WASHINGTON -- A federal rule-making panel on Thursday approved a proposal that would allow many existing federal student loan borrowers to lower their monthly payments and qualify for loan forgiveness sooner.
Negotiators on the U.S. Department of Education’s rule-making committee reached consensus on a proposal to create a new income-based repayment program that is available to all federal direct loan borrowers regardless of when they took out their loans.
The new plan would largely mirror the terms of the government’s existing income-based repayment with the most generous benefits. It would allow borrowers to cap monthly payments at 10 percent of their discretionary income and have any remaining debt forgiven after 20 or 25 years.
The proposal, dubbed Revised Pay as You Earn, or REPAYE, carries out President Obama’s June 2014 directive for the Education Department to administratively expand the income-based repayment option available to some 5 million existing borrowers. The Obama administration has estimated that the expansion, which it previously asked Congress to make, will cost more than $9 billion.
Unlike the existing Pay as You Earn program -- which is available only to borrowers who first took out loans after September 2007, borrowed at least once more after September 2011 and can demonstrate a “financial hardship” -- the new REPAYE plan would be available to all federal direct loan borrowers.

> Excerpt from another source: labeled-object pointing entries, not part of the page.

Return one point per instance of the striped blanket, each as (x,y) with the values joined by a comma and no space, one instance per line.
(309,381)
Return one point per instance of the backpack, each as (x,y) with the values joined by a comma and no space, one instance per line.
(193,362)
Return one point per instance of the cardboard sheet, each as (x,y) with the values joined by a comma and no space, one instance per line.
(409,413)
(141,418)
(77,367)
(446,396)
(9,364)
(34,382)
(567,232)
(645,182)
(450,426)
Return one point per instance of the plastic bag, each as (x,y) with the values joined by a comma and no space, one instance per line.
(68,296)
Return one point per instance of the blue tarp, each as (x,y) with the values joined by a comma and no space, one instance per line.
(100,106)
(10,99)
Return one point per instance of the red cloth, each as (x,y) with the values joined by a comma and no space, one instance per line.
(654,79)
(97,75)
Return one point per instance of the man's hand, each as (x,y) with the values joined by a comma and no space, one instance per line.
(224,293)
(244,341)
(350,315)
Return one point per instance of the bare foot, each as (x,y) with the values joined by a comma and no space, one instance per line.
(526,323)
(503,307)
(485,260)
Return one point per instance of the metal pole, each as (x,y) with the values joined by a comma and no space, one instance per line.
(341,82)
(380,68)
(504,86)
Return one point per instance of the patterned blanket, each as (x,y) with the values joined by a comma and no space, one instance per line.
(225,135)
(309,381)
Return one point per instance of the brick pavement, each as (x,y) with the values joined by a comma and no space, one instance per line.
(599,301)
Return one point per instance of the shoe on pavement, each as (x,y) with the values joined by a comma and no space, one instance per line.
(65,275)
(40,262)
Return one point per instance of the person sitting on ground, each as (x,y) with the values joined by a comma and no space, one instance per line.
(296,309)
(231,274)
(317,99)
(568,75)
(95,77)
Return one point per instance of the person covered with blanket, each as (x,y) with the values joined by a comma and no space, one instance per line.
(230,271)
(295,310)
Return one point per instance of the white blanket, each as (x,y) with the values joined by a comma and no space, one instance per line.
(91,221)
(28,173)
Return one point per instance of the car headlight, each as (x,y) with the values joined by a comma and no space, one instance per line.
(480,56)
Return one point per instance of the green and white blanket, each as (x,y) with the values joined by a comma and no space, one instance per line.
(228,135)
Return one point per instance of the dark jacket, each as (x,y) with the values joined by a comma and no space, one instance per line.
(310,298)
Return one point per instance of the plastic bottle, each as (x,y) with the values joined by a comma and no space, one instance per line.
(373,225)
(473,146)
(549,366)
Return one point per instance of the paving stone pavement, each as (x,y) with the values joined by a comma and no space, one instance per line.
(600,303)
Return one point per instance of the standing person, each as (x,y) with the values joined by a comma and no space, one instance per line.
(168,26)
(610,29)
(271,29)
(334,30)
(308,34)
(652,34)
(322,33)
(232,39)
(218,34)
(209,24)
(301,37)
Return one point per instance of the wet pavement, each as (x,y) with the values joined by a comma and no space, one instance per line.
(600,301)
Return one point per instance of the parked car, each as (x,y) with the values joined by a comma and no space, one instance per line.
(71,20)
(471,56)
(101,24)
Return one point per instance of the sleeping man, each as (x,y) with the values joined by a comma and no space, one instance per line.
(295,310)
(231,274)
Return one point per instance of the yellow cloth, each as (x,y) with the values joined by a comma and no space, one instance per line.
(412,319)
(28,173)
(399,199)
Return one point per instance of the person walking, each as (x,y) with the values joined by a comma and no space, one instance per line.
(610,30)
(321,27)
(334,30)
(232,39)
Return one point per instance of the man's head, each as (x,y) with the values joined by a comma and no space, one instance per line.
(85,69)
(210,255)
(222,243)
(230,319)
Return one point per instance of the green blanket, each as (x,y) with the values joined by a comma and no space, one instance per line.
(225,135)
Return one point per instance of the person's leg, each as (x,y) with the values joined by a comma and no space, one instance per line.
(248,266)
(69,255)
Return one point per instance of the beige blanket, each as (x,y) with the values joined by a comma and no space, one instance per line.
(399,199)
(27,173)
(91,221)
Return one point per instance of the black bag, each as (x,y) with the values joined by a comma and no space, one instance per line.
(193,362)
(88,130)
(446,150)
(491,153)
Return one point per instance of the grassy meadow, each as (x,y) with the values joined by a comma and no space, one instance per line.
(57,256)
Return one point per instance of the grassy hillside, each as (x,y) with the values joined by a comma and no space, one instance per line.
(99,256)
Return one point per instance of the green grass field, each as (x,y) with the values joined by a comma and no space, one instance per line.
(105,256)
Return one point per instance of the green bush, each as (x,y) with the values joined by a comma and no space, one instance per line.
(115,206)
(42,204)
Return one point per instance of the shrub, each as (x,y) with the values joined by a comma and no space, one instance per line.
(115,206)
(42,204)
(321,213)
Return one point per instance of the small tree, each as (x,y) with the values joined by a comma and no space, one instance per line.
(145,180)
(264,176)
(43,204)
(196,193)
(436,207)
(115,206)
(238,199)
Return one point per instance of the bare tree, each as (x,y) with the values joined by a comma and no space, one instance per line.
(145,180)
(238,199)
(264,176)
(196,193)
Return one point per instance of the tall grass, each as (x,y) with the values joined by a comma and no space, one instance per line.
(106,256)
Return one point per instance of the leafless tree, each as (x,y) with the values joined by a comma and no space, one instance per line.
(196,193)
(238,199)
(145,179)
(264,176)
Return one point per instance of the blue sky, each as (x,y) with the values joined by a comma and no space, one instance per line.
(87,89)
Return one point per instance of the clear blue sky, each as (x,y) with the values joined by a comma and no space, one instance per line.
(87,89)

Although it would not alter any existing program, the new repayment plan would include some new limitations to the benefits available to borrowers. Such limitations have been embraced in recent years by the Obama administration, congressional Republicans and policy organizations.
They respond to concerns that the Pay as You Earn program is a windfall for some students at expensive professional schools and encourages those graduate programs to raise tuition.

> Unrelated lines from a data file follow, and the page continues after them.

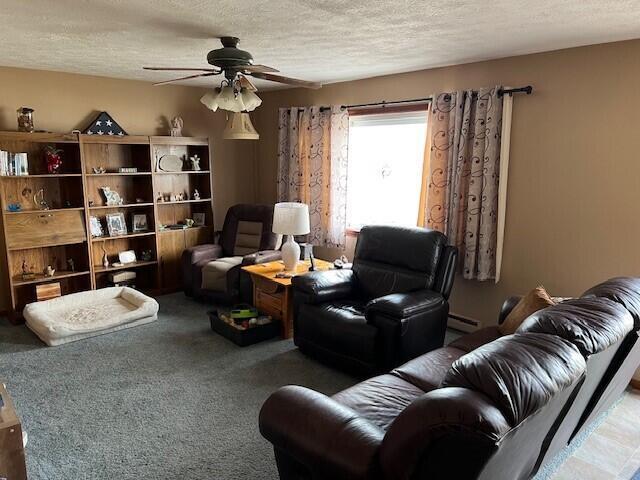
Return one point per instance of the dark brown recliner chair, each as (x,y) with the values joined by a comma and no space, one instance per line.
(213,271)
(389,308)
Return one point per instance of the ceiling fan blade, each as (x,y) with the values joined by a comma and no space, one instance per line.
(246,83)
(287,80)
(259,68)
(171,69)
(186,78)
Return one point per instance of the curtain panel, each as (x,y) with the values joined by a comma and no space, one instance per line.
(461,190)
(312,168)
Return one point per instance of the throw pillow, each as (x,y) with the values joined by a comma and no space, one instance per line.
(535,300)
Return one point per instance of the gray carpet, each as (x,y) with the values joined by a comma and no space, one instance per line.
(168,400)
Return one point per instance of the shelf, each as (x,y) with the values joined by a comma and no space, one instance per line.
(119,237)
(44,175)
(185,172)
(170,230)
(118,174)
(46,245)
(126,205)
(202,200)
(40,278)
(101,269)
(70,209)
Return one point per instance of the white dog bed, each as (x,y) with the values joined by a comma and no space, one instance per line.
(87,314)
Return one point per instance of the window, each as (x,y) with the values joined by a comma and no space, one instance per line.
(385,168)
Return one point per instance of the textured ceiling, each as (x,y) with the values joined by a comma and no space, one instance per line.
(318,40)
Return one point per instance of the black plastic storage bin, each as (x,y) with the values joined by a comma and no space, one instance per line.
(244,337)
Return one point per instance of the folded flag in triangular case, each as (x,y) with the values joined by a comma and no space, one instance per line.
(105,125)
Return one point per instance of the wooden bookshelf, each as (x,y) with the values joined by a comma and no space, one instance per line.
(74,194)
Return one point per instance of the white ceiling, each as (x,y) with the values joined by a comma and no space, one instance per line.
(320,40)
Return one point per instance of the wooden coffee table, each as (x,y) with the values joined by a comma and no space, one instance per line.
(273,296)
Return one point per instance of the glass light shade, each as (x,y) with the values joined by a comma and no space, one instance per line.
(291,218)
(250,100)
(239,127)
(210,100)
(227,100)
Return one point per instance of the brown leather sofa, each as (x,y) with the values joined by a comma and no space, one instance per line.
(484,407)
(390,307)
(213,271)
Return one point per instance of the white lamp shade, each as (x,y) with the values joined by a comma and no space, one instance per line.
(291,218)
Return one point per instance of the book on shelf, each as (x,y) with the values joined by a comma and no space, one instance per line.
(13,164)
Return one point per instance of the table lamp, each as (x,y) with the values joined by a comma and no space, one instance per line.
(291,218)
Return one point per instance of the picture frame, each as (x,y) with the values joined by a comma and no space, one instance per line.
(96,227)
(116,224)
(199,219)
(139,223)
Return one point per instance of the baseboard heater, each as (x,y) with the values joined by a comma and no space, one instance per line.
(462,323)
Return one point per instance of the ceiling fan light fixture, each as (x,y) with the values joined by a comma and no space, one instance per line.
(250,100)
(210,100)
(239,127)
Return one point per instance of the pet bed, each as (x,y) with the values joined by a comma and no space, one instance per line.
(87,314)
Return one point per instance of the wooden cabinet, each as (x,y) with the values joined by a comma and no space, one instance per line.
(36,237)
(47,227)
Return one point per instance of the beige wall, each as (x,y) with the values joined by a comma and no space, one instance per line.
(64,102)
(574,179)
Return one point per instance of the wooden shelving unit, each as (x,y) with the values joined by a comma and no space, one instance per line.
(51,237)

The department on Thursday backed away from its initial proposal requiring borrowers under the new plan that have more than $57,500 in loans to make payments for 25 years before qualifying for debt forgiveness instead of 20 years. Some consumer advocates said that such a plan would, among other things, create an unfair “cliff” under which borrowers with very similar debt loads end up paying drastically different amounts.
Instead, the panel agreed to set the loan forgiveness window based on the type of loan. Borrowers with only undergraduate student loans would qualify for loan forgiveness after 20 years. A borrower whose debt includes any graduate or professional school loans, however, would have to pay for 25 years before qualifying.
In addition, unlike the current income-based repayment programs, married borrowers who file taxes separately from their spouse would have their monthly payment amount calculated based on the couple’s combined income, rather than that of just the borrower.
The department plans to formally propose the new repayment program and seek public comment on the plan in “early July,” Brian Siegel, a department lawyer, told the rule-making panel Thursday. Officials will then finalize the rule by Nov. 1, he said.
The department will expedite the implementation of the new repayment program so that borrowers can apply starting in December.
Easier Default Rate Appeals for Community Colleges
The package of regulations advanced Thursday also included a proposal making it easier for colleges with high loan default rates but few students taking out loans to avoid losing federal funding.
The proposal would largely benefit community colleges. If finalized by this November, as expected, the changes to the default rate appeal process would not go into effect until next July.